Protokoll der Sitzung vom 16.04.2008

Liebe Kolleginnen und Kollegen von der Koalition: Nutzen Sie diese Möglichkeit, wenn Ihnen die Zukunft der Studentenwerke am Herzen liegt, und setzen Sie ein Signal für die Verbesserung der sozialen Lage der Studierenden in Sachsen. Stimmen Sie unserem Antrag zu.

(Beifall bei den GRÜNEN und vereinzelt bei der Linksfraktion)

Die CDU-Fraktion erhält das Wort; Herr Prof. Mannsfeld.

Frau Präsidentin! Meine sehr verehrten Damen und Herren! Liebe Kolleginnen und Kollegen! Die Hauptaufgaben der Studentenwerke sind – und nach der Vorrede ist es erforderlich, noch einmal daran zu erinnern – die Umsetzung des Bundesausbildungsgesetzes, also die Ausführung des BAföG und die Umsetzung der staatlichen Stipendienprogramme, aber auch und vor allem die Angebote und die Unterhaltung von Wohnheimen und der Betrieb von Mensen.

Darüber hinaus umfassen die Dienstleistungsangebote der Studentenwerke eine breite Palette soziokultureller

Projekte, wie Veranstaltungsangebote, Beratungsleistungen, Jobvermittlung, Kinderbetreuung und manches mehr, unabhängig davon, ob man sich mit manchen Aktivitäten schon etwas von dem Kerngeschäft entfernt. Auf jeden Fall leisten die Studentenwerke einen wichtigen Beitrag für die erfolgreichen Rahmenbedingungen des Studiums.

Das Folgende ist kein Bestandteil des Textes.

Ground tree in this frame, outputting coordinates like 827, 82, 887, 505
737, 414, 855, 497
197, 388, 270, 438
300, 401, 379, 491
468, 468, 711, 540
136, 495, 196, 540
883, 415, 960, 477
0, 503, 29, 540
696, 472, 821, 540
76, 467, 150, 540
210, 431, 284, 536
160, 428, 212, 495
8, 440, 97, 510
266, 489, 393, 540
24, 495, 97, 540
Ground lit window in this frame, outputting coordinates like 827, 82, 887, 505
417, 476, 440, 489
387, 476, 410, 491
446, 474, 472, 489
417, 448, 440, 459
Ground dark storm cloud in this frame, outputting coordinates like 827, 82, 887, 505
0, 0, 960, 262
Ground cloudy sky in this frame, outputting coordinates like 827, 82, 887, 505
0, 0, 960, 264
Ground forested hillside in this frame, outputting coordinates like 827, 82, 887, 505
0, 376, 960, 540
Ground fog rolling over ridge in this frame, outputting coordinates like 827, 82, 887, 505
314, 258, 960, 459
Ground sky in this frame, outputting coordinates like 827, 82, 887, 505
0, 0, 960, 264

Auf all diesen Feldern leistet das Studentenwerk Beachtliches; denn wie vom SMWK in der Stellungnahme zu diesem Antrag ausgesagt, unterhält das Studentenwerk in Sachsen zum Beispiel 17 000 Wohnheimplätze und hat über 4,5 Millionen studentische Essen in den Mensen ausgegeben.

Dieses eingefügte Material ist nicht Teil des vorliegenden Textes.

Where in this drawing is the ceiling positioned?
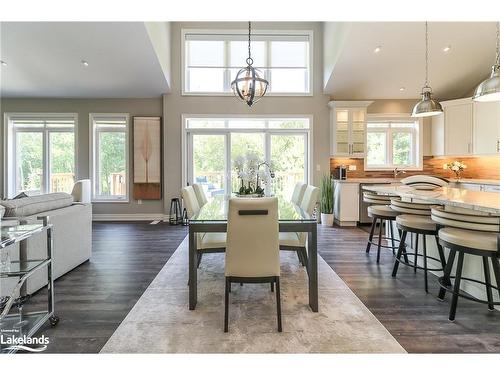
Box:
[324,22,496,100]
[0,22,169,98]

Hierbei steht außer Frage, dass das Studentenwerk für diese Kernaufgaben eine entsprechende Unterstützung durch den Freistaat erhalten muss. Insofern, Herr Kollege Gerstenberg, verstehe ich viele der von Ihnen hier sehr engagiert vorgetragenen Kritikpunkte nur ansatzweise. Sie müssen doch auch bereit sein anzuerkennen, wenn Sie von einer Zahl von 12 Millionen Euro ausgehen, dass mit den vielen Baumaßnahmen beispielsweise an Wohnheimen und Mensen natürlich ein Fortschritt erreicht worden ist und dass nicht einfach bis in alle Ewigkeit von einer Fortschreibung einer zur damaligen Zeit vielleicht notwendigen Größenordnung im Haushalt ausgegangen werden kann.

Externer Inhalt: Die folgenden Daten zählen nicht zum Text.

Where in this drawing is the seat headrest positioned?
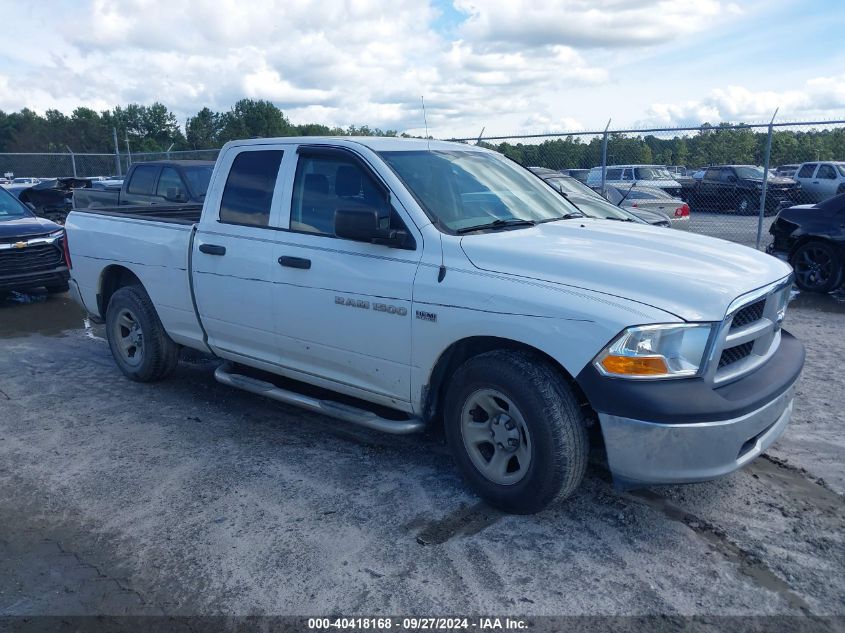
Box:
[305,174,329,195]
[334,165,361,198]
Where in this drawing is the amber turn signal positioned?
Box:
[601,355,669,376]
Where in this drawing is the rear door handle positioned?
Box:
[200,244,226,255]
[279,255,311,270]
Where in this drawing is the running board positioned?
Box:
[214,363,425,435]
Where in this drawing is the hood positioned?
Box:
[0,215,62,242]
[461,218,792,321]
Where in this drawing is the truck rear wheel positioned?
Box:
[106,286,179,382]
[445,350,589,514]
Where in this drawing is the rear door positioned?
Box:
[277,146,422,406]
[192,145,285,363]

(Vereinzelt Beifall bei der CDU)

Auch der Vorwurf, die Studentenwerke seien die Sparschweine des Finanzministeriums, kann ich so nicht stehen lassen. Haben Sie völlig übersehen, dass das Finanzministerium noch im Oktober 2007 bei den überplanmäßigen Zuwendungen für die Ressorts über 7 Millionen Euro allein für das Studentenwerk vorrangig für Dresden ausgegeben hat? Ich glaube, diese Einschätzung hilft uns zunächst nicht weiter.

Sehr erfreut hat mich – und Sie haben von Studentenzahlen gesprochen – die gestrige Mitteilung des Landesamtes für Statistik, dass die Zahl der Studienanfänger 2007 um 12 % auf 20 800 gestiegen ist. Damit ist ein gewisser Trend der Abwärtsentwicklung zumindest zum Stehen gekommen. Auch wenn die Bewährungsproben für uns sicherlich erst kommen, so es ist doch sehr wahrscheinlich, dass in dem Anstieg der Studierendenzahlen letztlich auch die inzwischen beachtliche Infrastruktur durch die Studentenwerke einen Anteil hat. Das wurde in den Jahren nach der Wiedervereinigung mit erheblichen Mitteln auf- und ausgebaut, und das Staatsministerium hat in seiner Antwort ja auch der Infrastruktur der Studentenwerke einen durchweg guten Zustand bescheinigt. Insbesondere im Angebot von Wohnheimplätzen sind wir bundesweit führend.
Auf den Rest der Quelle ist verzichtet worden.